Comment by Iroquois — 1/28/2008 @ 12:54 am
It was a stirring speech (and it got me fired up too).
He mentioned the lobby problem and health care and the financial woes we’re in, he spoke about getting us out of Iraq, and overcoming the past problems we’ve had in this country for decades (political rancor and rigidity, politics as usual, race, wealth, religion and gender as “divides”). i especially liked the enthusiasm of the crowd and his delivery, the chants of “yes we can”, and all the vignettes he painted and his anecdotes. i hope he’s for real, and we’ll find out as we go along. i’m still in, i’m suspending my cynicism, and i’ll give it a chance to work and do as much as i can to make it happen. Let’s see if we can change. i’m game. Heck, we have everything to lose.
Comment by Tom — 1/28/2008 @ 11:40 am
Why is anyone wasting their time responding to Iroquois? You know she is always absolutely right about everything. We should be thankful for her comments. Let’s all thank Jesus for Iroquois and the infinate wisdom he has obviously granted her.
Comment by AT — 1/28/2008 @ 6:13 pm
Woo… well, that was harsh, AT. Obviously I disagree with Iroquois, but I don’t think your sarcasm helps. I only think my sarcasm helps, see…
Comment by Jim — 1/28/2008 @ 8:08 pm
Not sarcasm, Jim. AT is paying homage to my innate reasonableness. I accept the homage.
AT is correct. I was sent by Jesus and The Goddess to keep your humdrum lives from becoming too monotonous.
Comment by Iroquois — 1/28/2008 @ 11:29 pm
Okay, I’ve had a chance to see it now and here is my reaction.

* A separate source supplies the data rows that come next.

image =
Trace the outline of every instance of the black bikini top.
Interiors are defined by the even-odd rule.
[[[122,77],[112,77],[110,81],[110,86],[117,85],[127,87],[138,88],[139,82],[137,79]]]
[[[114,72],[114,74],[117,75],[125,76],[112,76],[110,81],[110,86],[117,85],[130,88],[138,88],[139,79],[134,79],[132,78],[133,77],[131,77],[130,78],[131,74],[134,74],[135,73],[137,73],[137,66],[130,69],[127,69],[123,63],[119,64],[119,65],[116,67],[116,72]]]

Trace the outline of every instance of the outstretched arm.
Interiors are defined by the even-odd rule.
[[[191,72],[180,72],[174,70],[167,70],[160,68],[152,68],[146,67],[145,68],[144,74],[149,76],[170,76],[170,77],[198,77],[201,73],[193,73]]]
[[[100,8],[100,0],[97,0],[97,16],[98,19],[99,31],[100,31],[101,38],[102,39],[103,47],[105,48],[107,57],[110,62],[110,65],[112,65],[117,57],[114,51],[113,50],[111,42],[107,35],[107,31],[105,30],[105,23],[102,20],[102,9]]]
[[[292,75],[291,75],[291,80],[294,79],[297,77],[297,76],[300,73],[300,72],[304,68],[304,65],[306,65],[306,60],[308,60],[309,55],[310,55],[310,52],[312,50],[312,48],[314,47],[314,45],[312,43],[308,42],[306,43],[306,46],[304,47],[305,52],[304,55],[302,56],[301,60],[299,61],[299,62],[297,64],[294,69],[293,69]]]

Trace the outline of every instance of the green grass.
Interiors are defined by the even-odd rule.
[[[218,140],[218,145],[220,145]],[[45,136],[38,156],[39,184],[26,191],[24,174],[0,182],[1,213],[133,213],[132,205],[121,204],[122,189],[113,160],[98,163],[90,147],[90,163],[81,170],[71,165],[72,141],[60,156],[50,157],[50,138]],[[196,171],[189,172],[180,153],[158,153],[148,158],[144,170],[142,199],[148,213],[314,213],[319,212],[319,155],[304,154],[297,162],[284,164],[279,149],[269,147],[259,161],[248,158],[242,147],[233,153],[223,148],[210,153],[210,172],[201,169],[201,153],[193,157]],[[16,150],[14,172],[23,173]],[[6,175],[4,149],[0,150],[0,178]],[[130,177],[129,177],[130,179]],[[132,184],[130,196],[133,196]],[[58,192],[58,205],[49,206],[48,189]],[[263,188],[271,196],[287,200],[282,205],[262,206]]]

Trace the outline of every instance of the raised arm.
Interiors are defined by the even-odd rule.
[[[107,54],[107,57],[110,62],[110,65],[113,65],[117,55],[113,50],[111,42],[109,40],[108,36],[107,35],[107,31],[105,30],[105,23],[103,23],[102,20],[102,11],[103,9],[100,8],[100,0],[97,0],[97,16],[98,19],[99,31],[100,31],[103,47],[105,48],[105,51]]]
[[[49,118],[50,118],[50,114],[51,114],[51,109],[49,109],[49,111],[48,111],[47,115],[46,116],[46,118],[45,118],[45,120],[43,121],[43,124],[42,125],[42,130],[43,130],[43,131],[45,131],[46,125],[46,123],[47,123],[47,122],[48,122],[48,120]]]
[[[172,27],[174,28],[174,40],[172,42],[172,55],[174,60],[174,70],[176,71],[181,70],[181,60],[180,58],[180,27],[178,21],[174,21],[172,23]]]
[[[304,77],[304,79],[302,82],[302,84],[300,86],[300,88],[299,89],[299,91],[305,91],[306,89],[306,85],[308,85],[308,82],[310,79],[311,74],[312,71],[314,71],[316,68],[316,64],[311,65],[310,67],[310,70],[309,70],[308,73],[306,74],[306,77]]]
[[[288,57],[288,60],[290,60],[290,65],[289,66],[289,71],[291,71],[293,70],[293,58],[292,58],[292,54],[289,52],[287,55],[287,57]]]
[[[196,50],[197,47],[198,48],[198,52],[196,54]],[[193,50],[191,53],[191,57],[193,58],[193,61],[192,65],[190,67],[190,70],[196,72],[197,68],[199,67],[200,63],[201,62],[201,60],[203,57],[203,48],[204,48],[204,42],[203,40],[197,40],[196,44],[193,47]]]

Obviously everything scripted and staged, they would be stupid not to, but he reads his lines very well and makes them sound fresh even though he has probably read some variation of them time and time again, so….good delivery.
The big thing here was “change”. Most politicians are using some variation of the change theme, but what we are supposed to change to was pretty vague. Clearly “change” is polling well, so they continue to use it.
Some obvious digs at the Clinton campaign here, referring to Michelle Obama as “the rock of my life” was overkill, wouldn’t it be nice if we could all get that, also protesting about the Reagan reference, I mean, he IS going after the Republican crossover vote as much as Hillary is.
The same things were mentioned over and over: health care, schools, jobs, wages, the mortgage market. But who is going to stand up and say we DON’T want good schools?
Then there was the age bit. Reference to young people voting brought huge cheers. A reference to “the past vs. the future”–code for what? And “seniors should retire with dignity”–well I’m old enough to have gotten on the AARP mailing list, and I’m in no hurry to “get out of the way.”
Then there was the messiah bit. Obama is an educated guy–I don’t like it when he plays the messiah card. But he says the difference between him and other candidates is the “ability to rally around a higher purpose”. Here follow resounding phrases like “battle of hearts and minds” “not easy” “setbacks” “take time” “heal the nation” “seize the future”. Ah, change you can BELIEVE in. But change to what?
Another recurring theme was the “big money and influence in Washington”. Politicians who are against this usually don’t have those kind of donations–yet–but when they do come accept them and drop that rhetoric for subsequent elections. Michelle’s WalMart connections are conveniently forgotten, and once again no concrete plan is presented, just a play on people’s distrust of business as usual. but we are “not going to let them (lobbyists) stand in the way” ..of what, he doesn’t say.
Perhaps bad-mouthing business is a crowd-pleaser, but I would rather see a politician who knows how to work with business, not antagonize them. Something along the lines of Paul Tsongas, even if that makes me a fiscal conservative.
Oh, and of course Obama is a uniter not a divider, just like Bush said he was when he swept Washington.
I do believe I’d like to have a beer with this guy. If he can get the nails out of his hands.